Green technologies, called “cleantechs”, are a fast growing sector and the risk of energy shortages gives them a new impetus.
Whether energy efficiency, clean energy or green transition, the Swiss scene is full of promising young people.
“80% of the energy used in the world comes from fossil sources”, recalls José Caceres Blundi, a member of French Tech Zurich during a conference dedicated to green technologies. The difficulty of the ecological transition lies in solving a trilemma: it is necessary both to guarantee the supply of energy (security), that energy is accessible and accessible for all (equity) and that the impact on the environment is mitigated or avoided (sustainability). .
Switzerland, thanks to the exploitation of hydraulics, is behind Sweden as the highest ranked country in the world in this “energy trilemma”, according to the World Energy Council (WEC). However, efforts must be continued and decision-makers can rely on increasingly accurate data thanks to new technologies.
Enersis provides cities and regions with a tool to improve energy efficiency: optimizing street lighting, identifying the most suitable covers for solar panels, evaluating the development of renewable energies… energy experts, explains Thomas Koller, founder and managing director of the Bern company.
Profitable, Enersis reached a turnover of 5 million euros last year. “But the market is huge and we have a target of sales of 100 million by 2027”, says Koller.

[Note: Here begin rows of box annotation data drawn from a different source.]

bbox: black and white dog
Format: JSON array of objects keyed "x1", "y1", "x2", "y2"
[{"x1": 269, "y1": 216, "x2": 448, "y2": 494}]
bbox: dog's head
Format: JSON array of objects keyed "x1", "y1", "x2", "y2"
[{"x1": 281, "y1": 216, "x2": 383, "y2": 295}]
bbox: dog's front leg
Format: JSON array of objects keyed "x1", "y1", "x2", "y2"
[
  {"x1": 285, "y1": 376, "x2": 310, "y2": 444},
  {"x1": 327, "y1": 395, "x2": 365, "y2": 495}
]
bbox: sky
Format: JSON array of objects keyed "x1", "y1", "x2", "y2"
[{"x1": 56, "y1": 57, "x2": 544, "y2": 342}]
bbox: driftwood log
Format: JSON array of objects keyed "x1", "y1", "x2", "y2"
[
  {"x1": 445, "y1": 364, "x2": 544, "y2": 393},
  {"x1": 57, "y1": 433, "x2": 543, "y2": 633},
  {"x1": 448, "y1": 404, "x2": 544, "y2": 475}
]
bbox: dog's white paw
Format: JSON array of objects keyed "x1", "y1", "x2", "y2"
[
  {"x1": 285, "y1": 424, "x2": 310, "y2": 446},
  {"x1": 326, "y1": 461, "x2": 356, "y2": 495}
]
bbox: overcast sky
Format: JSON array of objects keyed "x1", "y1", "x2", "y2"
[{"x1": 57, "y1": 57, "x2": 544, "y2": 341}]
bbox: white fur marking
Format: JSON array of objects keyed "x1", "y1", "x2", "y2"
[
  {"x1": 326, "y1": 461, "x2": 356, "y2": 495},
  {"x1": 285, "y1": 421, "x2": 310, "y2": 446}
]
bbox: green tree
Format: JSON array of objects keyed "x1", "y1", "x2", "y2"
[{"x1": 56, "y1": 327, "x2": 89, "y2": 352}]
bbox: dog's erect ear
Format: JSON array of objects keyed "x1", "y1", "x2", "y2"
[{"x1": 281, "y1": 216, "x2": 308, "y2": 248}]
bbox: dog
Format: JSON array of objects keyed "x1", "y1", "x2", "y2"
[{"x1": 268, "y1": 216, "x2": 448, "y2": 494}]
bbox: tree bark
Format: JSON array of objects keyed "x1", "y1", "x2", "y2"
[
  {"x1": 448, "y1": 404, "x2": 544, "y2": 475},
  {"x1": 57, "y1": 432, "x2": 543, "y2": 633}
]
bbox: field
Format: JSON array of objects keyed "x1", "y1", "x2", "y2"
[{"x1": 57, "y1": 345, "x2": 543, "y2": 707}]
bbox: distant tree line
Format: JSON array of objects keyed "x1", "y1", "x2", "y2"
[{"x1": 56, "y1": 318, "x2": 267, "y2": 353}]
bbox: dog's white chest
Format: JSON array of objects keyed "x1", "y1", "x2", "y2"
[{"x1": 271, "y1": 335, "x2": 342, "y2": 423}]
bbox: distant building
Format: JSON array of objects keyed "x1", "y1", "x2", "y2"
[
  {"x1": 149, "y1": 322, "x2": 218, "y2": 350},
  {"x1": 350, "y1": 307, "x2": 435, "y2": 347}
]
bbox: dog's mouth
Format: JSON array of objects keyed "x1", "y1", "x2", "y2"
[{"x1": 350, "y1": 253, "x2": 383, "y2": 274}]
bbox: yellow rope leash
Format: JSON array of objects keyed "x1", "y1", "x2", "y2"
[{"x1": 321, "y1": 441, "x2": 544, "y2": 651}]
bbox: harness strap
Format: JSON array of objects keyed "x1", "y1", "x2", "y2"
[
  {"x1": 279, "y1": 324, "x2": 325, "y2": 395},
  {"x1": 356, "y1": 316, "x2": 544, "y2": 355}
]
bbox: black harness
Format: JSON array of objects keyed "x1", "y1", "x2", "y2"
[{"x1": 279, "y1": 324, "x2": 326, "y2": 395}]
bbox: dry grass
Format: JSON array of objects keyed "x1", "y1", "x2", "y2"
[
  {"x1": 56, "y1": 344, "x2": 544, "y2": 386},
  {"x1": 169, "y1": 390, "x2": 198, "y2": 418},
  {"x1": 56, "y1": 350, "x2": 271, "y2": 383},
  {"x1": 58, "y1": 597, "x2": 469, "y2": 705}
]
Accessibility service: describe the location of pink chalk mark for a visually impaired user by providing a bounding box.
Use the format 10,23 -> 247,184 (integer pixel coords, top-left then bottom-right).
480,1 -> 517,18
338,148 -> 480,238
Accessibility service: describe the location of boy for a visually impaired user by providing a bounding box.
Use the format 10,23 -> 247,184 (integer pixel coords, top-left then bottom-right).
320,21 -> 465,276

For its part, Freesuns has made solar power its hobbyhorse, lifting the aesthetic curb that can prevent homeowners from installing photovoltaic panels. “Our panels are solar shingles that can be adapted to any roof shape,” explains Deborah Learoyd, co-founder and general manager of Vaud-based SME.
Listed historic buildings, unconventional roofs, where traditional solar panels are not suitable for aesthetic or technical reasons, Freesuns provides a product that looks like traditional roofs and generates electricity at the same time. The start-up reached more than a million francs in revenue last year.
A branch of EPFL, Sohhytec, in turn, has developed a solar installation that allows it to produce hydrogen, an energy of the future if it can be produced without hydrocarbons, which is not yet the case for 96% of current production, explains Jordan Bellatreche, head of start-up business development.
Many applications are possible, especially in the steel industry, which could opt for green hydrogen to reduce its emissions. This sector alone accounts for 7.6% of global greenhouse gas emissions.
However, start-ups are not the only ones working on solutions to move away from fossil fuels.
The transition of the oil and gas sector
“The current energy crisis shows on the one hand that energy supply sources are not sufficiently diversified and on the other hand that investments have not been sufficient in recent years”, points out Aurore Caceres Blundi, energy transition specialist at Varo Energy.
The Zug-based company, which owns the only refinery in Switzerland, supplies fuels to a wide range of industries. But how does decarbonization work for a fossil fuel operator? The chosen strategy is twofold: to continue to exploit conventional energies to guarantee security of supply and to develop other technologies, namely through capital investments.
“We aim to invest 5.5 billion dollars for sustainable development and half of the Ebitda will have to be achieved thanks to renewable energies in five years”, observes the expert. Hydrogen, biofuels, biomethane, electric mobility and carbon-scavenging technologies are the top five areas of development, she lists.